Maybe having END state in nested SM is a way to go for implementing "shut down". It is not adding any new API this way. Such requirement for all nested SMs (or maybe for all SMs) builds chance for polymorphic behavior. Hosting SM doesn't need to know type of nested SM. It just knows that whenever it wants to shut down nested SM it just says "goto END state".

device removal

All devices have API def register_device_removal_callback(self, callback) and def remove(self). Registration is used by DeviceFactory. Factory performs caching - when you call get_device(name='DEV1') next time and 'DEV1' has been already created, it is returned to you without recreation. This way we keep devices "all time open" to save connection establishment time. Of cause you can close that device via DeviceFactory.remove_device(name='DEV1') and/or uncache it via DeviceFactory.forget_device_handler().

The consequence of caching is that device with same name point to same device object inside factory cache. If you want to use same name to refer another device you need to uncache it first.

remove_device() finds cached device of given name and performs dev.remove() on it. That allows device to do its own cleanup.

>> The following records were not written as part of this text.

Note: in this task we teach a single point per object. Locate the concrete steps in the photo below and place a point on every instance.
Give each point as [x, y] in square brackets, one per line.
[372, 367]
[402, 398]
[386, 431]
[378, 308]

dev.register_device_removal_callback() is used by DeviceFactory during device creation. A a callback it sets forget_device_handler. So, whenever device is removed it is also uncached.
Moreover, removal device callback may be called multiple times - it can store multiple callbacks to be called when device is removed.
That functionality may also be used for hosting/nested SMs cleanup. Besides uncaching device we may also do some "nesting SM cleanup" just by registering another callback.

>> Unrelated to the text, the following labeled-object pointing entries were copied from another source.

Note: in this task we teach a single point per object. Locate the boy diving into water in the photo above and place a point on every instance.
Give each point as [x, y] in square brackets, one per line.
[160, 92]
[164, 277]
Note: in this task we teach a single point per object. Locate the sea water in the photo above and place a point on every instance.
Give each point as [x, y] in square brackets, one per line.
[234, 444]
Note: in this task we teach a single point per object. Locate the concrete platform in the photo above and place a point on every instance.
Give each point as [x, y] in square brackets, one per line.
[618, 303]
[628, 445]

dev.remove() just calls all callbacks that have been registered on device via dev.register_device_removal_callback()

TextualDevice.remove()

TextualDevice overwrites basic functionality of AbstractDevice depicted above. Besides calling all registered remove-callbacks it also performs state and connection cleanup:

  1. if device has established connection
    1. it puts device into NOT_CONNECTED state using goto_state()
    2. it closes connection

WE DON'T WANT it for nested device. We don't wan't returning from nested SM to cause closing connection on hosting SM (they both share same connection). Besides it, nested SM has no NOT_CONNECTED state. It has END state.

So, dev.register_device_removal_callback() requires refactoring to catch up with transparent mode device.